In a few instances, the judge even packed off children of parents engaged in a custody battle to boarding schools, raising questions of judicial overreach.
While many, including Attorney General Venugopal, praised the judge’s efforts, young lawyers who appear in his court were not very happy with his court room sermons on importance of a family.
“If a couple has come travelling all the way to the Supreme Court seeking a divorce, it shows that their decision is not reckless. At this stage, a judge trying to unite them shows disregard for their individual agency,” a Supreme Court advocate who has appeared before the judge in one such case said.
“It is very patronising, especially to women,” added the advocate.
Still a favourite
Although Joseph is hailed as a liberal and compassionate judge, his diverse and complex judgments show why judges cannot be easily bracketed as either liberal or conservative.
One case that serves as a classic example of Joseph’s views is his opinion in the triple talaq case where he arrived at a liberal decision through a conservative reading of the religion and interpretation of religious texts.
“It is unconstitutional because it is un-Islamic,” Joseph had concluded.
Joseph who had called for increasing the age of retirement for judges is not retiring any time soon. He is likely to take up mediation since he has already announced that he won’t take up a post-retirement job from the government.
In legal circles, Joseph is known as a compassionate human being, a family man and most importantly as someone who makes no airs about being a judge of the Supreme Court.

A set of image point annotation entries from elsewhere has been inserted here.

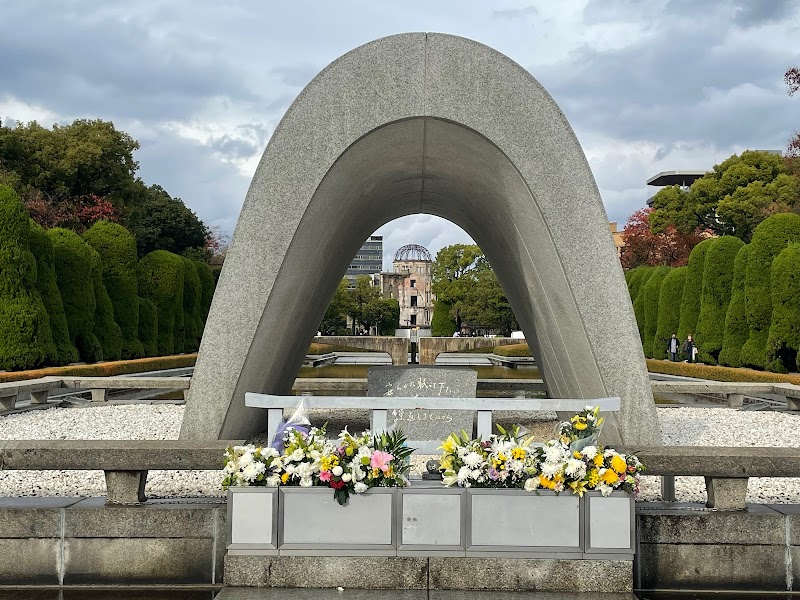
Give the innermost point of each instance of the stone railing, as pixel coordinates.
(124, 462)
(39, 389)
(726, 469)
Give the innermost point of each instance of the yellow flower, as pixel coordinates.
(618, 464)
(609, 477)
(449, 445)
(578, 487)
(593, 478)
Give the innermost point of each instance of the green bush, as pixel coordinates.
(207, 283)
(106, 329)
(25, 337)
(693, 290)
(669, 311)
(736, 329)
(652, 292)
(117, 249)
(637, 285)
(62, 351)
(73, 265)
(717, 285)
(441, 323)
(161, 282)
(148, 327)
(192, 297)
(770, 238)
(784, 332)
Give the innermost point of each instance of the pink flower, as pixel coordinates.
(380, 460)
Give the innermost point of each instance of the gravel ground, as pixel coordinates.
(679, 426)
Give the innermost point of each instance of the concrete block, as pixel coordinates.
(709, 567)
(126, 487)
(99, 395)
(530, 574)
(29, 561)
(147, 521)
(366, 572)
(726, 493)
(30, 523)
(124, 561)
(757, 525)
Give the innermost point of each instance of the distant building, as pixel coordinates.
(410, 284)
(368, 261)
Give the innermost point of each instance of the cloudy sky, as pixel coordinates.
(647, 86)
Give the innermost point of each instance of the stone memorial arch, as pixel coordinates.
(421, 123)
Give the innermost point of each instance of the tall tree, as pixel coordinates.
(732, 199)
(644, 247)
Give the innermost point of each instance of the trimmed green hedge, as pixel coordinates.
(106, 329)
(736, 329)
(25, 338)
(117, 249)
(784, 332)
(192, 298)
(441, 323)
(161, 282)
(63, 351)
(770, 238)
(669, 311)
(207, 284)
(716, 373)
(73, 266)
(148, 326)
(651, 293)
(693, 290)
(106, 369)
(717, 282)
(637, 285)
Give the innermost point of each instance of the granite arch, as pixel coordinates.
(421, 123)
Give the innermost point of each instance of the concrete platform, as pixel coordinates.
(354, 594)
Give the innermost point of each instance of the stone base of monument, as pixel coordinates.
(301, 537)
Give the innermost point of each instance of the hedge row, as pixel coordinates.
(106, 369)
(65, 297)
(741, 303)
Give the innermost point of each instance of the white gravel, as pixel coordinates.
(679, 426)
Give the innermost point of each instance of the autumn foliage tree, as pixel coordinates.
(644, 247)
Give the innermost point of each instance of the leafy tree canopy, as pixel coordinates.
(732, 199)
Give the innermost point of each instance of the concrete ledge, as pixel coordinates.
(367, 572)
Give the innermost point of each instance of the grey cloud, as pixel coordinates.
(516, 13)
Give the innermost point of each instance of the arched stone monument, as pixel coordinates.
(421, 123)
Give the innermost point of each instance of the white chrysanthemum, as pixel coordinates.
(464, 474)
(575, 468)
(554, 453)
(549, 469)
(473, 459)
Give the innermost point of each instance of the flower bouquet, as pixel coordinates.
(353, 464)
(506, 460)
(572, 462)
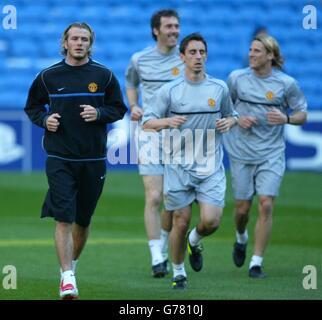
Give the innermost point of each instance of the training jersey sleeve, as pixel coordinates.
(159, 105)
(114, 107)
(295, 98)
(132, 79)
(231, 83)
(36, 103)
(227, 108)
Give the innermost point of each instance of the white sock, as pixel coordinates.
(194, 237)
(242, 238)
(74, 265)
(155, 249)
(255, 261)
(164, 244)
(67, 274)
(178, 269)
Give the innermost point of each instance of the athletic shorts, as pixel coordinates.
(149, 153)
(181, 188)
(74, 189)
(263, 179)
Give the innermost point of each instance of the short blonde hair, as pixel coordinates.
(80, 25)
(271, 45)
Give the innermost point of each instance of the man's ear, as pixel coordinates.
(270, 56)
(155, 32)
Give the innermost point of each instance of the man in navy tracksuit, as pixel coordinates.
(83, 96)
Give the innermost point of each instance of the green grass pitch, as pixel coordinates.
(115, 265)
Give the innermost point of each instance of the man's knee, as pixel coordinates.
(266, 205)
(243, 207)
(211, 224)
(154, 198)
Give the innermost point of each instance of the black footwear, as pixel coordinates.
(195, 257)
(239, 254)
(159, 270)
(179, 282)
(256, 272)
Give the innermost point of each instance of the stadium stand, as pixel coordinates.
(122, 27)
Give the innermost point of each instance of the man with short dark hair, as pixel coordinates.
(149, 69)
(199, 107)
(82, 97)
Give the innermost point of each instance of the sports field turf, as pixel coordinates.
(116, 261)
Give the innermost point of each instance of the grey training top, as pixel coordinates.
(202, 103)
(255, 96)
(152, 69)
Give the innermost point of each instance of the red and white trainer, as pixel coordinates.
(68, 289)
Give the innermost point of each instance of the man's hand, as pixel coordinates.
(276, 117)
(136, 113)
(246, 122)
(52, 122)
(223, 125)
(176, 121)
(89, 113)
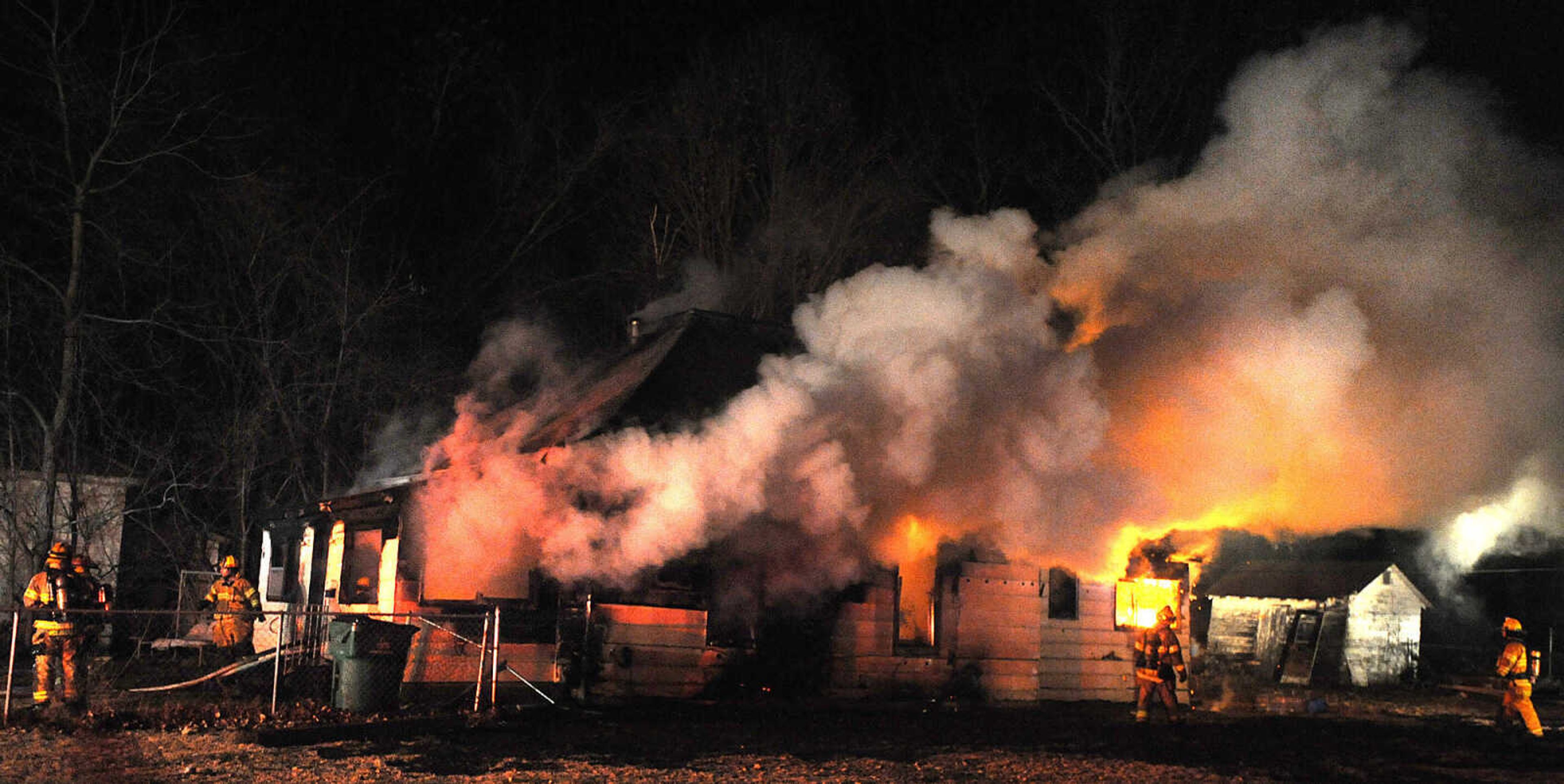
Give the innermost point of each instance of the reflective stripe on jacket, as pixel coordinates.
(234, 597)
(1513, 663)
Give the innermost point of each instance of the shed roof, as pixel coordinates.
(1297, 580)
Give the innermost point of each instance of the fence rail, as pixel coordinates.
(162, 661)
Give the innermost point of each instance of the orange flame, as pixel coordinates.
(912, 545)
(1136, 603)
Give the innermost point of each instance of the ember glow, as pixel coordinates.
(914, 545)
(1344, 315)
(1136, 602)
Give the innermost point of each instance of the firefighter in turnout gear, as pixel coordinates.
(1158, 661)
(1516, 665)
(55, 639)
(235, 606)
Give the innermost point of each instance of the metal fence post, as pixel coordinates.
(277, 656)
(495, 663)
(10, 667)
(478, 692)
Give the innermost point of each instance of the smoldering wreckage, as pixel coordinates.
(981, 473)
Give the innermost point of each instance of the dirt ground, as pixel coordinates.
(1416, 734)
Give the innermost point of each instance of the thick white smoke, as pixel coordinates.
(936, 390)
(1344, 315)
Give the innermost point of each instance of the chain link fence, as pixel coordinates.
(162, 663)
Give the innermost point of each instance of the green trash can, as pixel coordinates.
(368, 659)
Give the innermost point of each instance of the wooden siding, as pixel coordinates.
(653, 652)
(994, 631)
(1385, 631)
(1371, 637)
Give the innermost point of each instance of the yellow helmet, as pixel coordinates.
(59, 556)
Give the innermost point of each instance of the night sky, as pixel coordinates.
(313, 212)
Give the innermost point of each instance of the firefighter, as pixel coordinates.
(1516, 667)
(55, 639)
(235, 605)
(1158, 661)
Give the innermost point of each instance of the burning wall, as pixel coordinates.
(1342, 315)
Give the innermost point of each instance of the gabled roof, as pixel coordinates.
(685, 367)
(1299, 580)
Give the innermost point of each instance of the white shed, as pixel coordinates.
(1350, 622)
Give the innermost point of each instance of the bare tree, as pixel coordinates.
(102, 99)
(754, 162)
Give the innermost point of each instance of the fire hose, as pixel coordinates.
(223, 672)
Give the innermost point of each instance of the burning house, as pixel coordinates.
(374, 553)
(1002, 633)
(1336, 622)
(1244, 347)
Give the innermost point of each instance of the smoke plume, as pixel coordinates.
(1342, 315)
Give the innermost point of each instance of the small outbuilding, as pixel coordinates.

In August, the judge was seen on the street opposite the Supreme Court packing relief material that was donated for the devastating floods in his home state Kerala. A few days later, he sang “We shall overcome” for a charity show to raise more funds.
On his 65th birthday, just a day after he retired, Joseph addressed another press conference, this time it was a friendly chat with journalists he had invited to his house for coffee. Young lawyers continued to swarm the judge’s house all day, clearly showing that he is a favourite.